On my last 10-hour road trip, I left Ladybug with her dad, and so I had some extra time to think (other than “Oh please go to sleep…” “Oh please don’t wake up yet!” With something in my brain unplugged, I had a moment of clarity on my Steel-Toed Blues project–the sort of moment that will help me get over the current block and get to writing the rest of what has become a monstrous undertaking.
When I started writing in November 2013, I was so absolutely sure that I would be able to sail through as a panther, that I didn’t even sketch out a story arc. What with my return from Kuwait and the transition to what would be my last unit on active duty, I sputtered out at barely 30 thousand words. Possibly less.

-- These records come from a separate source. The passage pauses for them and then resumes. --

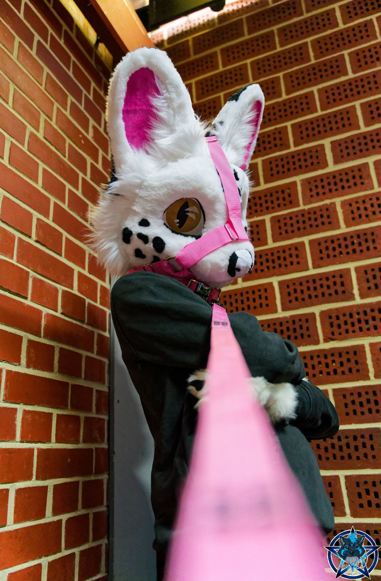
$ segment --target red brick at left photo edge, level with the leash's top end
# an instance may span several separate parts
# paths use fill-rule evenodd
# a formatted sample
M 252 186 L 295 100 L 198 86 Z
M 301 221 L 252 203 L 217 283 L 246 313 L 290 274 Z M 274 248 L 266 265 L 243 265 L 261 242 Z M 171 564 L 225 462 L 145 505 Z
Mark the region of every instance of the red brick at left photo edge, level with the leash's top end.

In the year and a half since, I’ve put down another 10K or so words. Enough so that my goal of 65K is in sight. But it’s amazing how little time since then I’ve had to just sit and let my mind wander. Which is when, apparently, the ideas come.
This afternoon, we were burning some scrap wood in the fire pit. I stayed to keep the fire going, and found myself on the upper porch without my phone, a book, or anything to keep my attention, just the flames to watch. I didn’t have any of the gap-crossing epiphanies like on the road trip. But I came back inside with my mind refreshed, empty, ready to start back up on my projects.
For the next couple of weeks, I’ve signed Ladybug up for some day care, with the intention of dropping her off, and stopping by the library for a few hours to get some writing done, whether on a paying project or STB. Let’s see how the old creative brain reacts to some quiet, blank time and opportunity.